The democratization of language technologies requires concerted efforts to include underrepresented and low-resource languages. The Aya Initiative presents a novel approach to this challenge by curating a substantial, human-annotated, and open-access collection aimed explicitly at multilingual instruction tuning (IFT). This initiative introduces the Aya Dataset, Collection, and Evaluation Suite, developed through a participatory research methodology involving fluent speakers across 119 countries.
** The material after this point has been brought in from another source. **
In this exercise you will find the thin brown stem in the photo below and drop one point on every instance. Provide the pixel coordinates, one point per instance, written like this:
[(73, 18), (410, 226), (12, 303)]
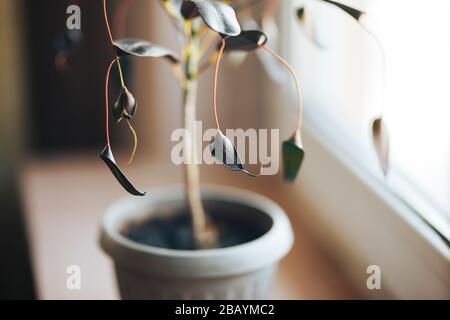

In total, the Aya Dataset encompasses 204,114 high-quality annotations spanning 65 languages, while the Aya Collection extends further with 513 million instances across 114 languages, making it the most comprehensive multilingual collection for IFT to date. The collection not only includes human-curated data but also leverages templating and translating existing datasets, significantly enhancing the linguistic diversity available for training and evaluating LLMs.

Dataset Composition and Development

The construction of the Aya Dataset and Collection was guided by a few key principles: inclusivity of low-resourced languages, high-quality human annotations, and the fostering of a global community of contributors. The dataset segments include original annotations, re-annotations, and translations across various languages, with an emphasis on ensuring comprehensive representation. This approach addresses the scarcity of data for many languages which hitherto had limited visibility in NLP research.

Analysis and Implications

Upon analysis, the Aya Dataset and Collection show a balanced representation across high, mid, and low-resource languages, which is crucial for reducing biases in LLMs and improving their performance across a wide linguistic spectrum. Notably, the project reveals a positive correlation between the detailed content of prompts/completions and the perceived quality of annotations, underscoring the importance of the richness of data in instruction tuning scenarios. Additionally, the initiative highlights a critical need for addressing the skewed distribution of contributions and ensuring that data for each language captures a wide array of cultural and contextual nuances.

Evaluation Suite and Future Directions

The Aya Evaluation Suite introduces a novel set for assessing LLMs' abilities to understand and generate language across diverse linguistic contexts, crucial for advancing multilingual natural language understanding. It underscores the importance of contextually and culturally relevant prompts for evaluating model performance, a step forward in creating truly global and inclusive language technologies.

Conclusion

The Aya Initiative represents a significant stride towards bridging the linguistic gaps in NLP research and development. By leveraging a participatory research framework and focusing on underrepresented languages, the Aya Dataset, Collection, and Evaluation Suite mark a pivotal advancement in the pursuit of equitable and inclusive language technology. As the project continues to evolve, it is expected to further ignite the conversation around the representation of low-resource languages in AI, encouraging more inclusive research practices and technological advancements tailored to the diverse linguistic landscape globally.